Foi este ano que conheci a Ana Rebelo e a Maria. Em Maio, mais precisamente, conversei pessoalmente com a mãe da miúda dos melhores abraços do mundo. E com a filha. Apaixonei-me. O resultado foi um artigo publicado no jornal i de 1 de Junho deste ano ( http://ionline.pt/394487?source=social ). Como posso ter pensado que 2015 foi um ano mau? A verdade, Ana, é que parece que nos conhecemos de toda a vida. Há, muito raramente, amizades assim.

O artigo, pelos comentários, pelos emails, pelas mensagens que gerou, deu-me ânimo para continuar a escrever sobre o tema, sobre a inclusão. Não como um assunto “coitadinho”, que detesto, mas exactamente como uma matéria normal, de todos os dias, porque é comum, embora difícil. Atrás da Ana e da Maria veio a sua família, veio a Verónica e o nosso lanche combinado à beira-mar – palavra de honra que vai acontecer! – , veio a Maria João e a Pilar, vieram as crianças e as famílias que vivem em segredo com VIH, a Mónica, a Joana e o Martim, que sofreram acidentes terríveis mas querem tirar a carta de condução, histórias de miúdos e graúdos, como os deficientes das Forças Armadas, sobre quem escrevi no Natal de 2014, que foram para a guerra uns e voltaram outros.

Escrevo habitualmente sobre economia, banca muitas vezes, também um tema sensível, à sua maneira. Como todos os assuntos “dolorosos”, muitos preferem esconder a realidade debaixo do tapete. Mas, por estranho que pareça, os bancos continuam a indignar mais pessoas do que aqueles que, por qualquer motivo, se sentem feridos, magoados, sós e à parte em vez de parte da sociedade, de alguém.
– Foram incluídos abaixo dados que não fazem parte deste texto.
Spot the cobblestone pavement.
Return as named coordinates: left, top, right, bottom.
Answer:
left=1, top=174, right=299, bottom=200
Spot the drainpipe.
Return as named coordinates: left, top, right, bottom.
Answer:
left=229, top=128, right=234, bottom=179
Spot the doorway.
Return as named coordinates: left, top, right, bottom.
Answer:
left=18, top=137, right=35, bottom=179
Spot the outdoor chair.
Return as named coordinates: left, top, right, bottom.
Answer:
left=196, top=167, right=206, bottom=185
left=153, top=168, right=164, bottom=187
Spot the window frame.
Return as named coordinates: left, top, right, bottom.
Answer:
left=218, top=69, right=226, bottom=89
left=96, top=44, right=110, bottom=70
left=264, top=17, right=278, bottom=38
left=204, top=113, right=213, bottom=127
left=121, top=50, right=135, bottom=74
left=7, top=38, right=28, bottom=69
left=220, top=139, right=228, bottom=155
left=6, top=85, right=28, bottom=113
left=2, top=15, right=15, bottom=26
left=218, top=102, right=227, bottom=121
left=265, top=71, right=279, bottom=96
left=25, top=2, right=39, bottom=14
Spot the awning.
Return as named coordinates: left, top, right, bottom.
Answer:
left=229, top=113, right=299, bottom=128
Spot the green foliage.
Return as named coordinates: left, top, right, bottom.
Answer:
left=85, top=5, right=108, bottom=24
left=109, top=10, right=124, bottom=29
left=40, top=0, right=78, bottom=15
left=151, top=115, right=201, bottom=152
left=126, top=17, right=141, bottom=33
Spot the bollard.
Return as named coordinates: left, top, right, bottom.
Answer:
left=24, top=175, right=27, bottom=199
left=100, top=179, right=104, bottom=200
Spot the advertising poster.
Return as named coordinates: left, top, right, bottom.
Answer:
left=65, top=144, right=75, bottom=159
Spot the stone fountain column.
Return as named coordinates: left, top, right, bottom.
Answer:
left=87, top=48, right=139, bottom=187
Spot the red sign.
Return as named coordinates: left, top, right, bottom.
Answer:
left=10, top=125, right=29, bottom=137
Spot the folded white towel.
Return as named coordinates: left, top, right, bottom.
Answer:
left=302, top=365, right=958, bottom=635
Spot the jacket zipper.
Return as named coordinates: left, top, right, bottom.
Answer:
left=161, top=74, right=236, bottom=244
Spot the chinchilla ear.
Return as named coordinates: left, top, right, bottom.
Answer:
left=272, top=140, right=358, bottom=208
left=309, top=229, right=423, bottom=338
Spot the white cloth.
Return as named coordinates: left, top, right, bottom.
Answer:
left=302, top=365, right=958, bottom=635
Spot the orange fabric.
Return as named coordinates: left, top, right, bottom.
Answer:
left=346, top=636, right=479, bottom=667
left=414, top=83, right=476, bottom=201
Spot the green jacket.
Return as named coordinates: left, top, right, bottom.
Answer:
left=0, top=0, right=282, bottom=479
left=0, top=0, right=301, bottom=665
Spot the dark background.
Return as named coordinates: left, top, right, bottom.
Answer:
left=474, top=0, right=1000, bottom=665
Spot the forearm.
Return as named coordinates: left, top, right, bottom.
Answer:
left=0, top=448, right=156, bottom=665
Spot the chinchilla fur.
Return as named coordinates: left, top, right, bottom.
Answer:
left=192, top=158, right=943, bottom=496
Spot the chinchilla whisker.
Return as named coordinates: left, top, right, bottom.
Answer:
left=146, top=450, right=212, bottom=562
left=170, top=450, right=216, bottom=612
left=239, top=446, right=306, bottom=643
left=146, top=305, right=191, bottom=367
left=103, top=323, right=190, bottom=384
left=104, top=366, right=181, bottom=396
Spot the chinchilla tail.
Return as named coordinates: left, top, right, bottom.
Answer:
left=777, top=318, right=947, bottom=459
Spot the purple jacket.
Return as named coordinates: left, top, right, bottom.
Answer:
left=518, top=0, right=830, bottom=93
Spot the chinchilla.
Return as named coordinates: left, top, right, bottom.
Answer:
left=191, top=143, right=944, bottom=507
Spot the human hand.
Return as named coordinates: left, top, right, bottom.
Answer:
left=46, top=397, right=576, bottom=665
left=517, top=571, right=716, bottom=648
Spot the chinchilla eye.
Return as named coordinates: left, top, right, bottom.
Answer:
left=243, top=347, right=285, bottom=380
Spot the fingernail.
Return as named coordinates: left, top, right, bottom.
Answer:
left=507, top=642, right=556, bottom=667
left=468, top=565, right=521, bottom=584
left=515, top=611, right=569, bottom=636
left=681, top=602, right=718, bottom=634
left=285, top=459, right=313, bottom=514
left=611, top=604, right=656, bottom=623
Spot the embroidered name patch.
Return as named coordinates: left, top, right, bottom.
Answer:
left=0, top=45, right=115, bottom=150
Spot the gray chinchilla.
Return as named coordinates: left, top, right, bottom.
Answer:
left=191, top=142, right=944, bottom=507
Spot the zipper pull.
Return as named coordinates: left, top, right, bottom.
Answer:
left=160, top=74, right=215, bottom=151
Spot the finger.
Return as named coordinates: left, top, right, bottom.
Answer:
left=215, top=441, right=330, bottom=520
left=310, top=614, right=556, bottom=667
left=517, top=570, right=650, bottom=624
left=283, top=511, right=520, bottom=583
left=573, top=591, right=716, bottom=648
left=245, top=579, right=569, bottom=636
E, senha 92, foi esta a minha reflexão: eu, eles, todos queremos apenas adaptar-nos, andamos à procura de nos incluir. E é dever de cada um ajudar na medida das suas possibilidades. Sempre e só. Estender a mão, não fechar os olhos, abrir o coração. Publiquei no meu mural aqui no Facebook um texto de um poeta que admiro, Carlos Drummond de Andrade. Copio um excerto da sugestão que deixou: «10 meses de Natal e 2 meses de ano vulgarmente dito. E não parece absurdo imaginar que, pelo desenvolvimento da linha, e pela melhoria do homem, o ano inteiro se converta em Natal, abolindo-se a era civil, com suas obrigações enfadonhas ou malignas. Será bom. Então nos amaremos e nos desejaremos felicidades ininterruptamente, de manhã à noite, de uma rua à outra, de continente a continente, da cortina de ferro à cortina de nylon – sem cortinas».

Lembrei-me de quando era muito pequena e os meus pais recebiam lá em casa um amigo cego – Carlos, acho que se chamava assim. Todos os anos a minha Mãe preparava-lhe um cabaz de Natal . Na sala, o meu Pai conversava com ele, que era “sopinha de massa”. Quando eu aparecia, perguntava: «Ó João, posso?» e, com as mãos, tacteava o meu rosto e dizia: «esta tua filha vai ser jornalista!»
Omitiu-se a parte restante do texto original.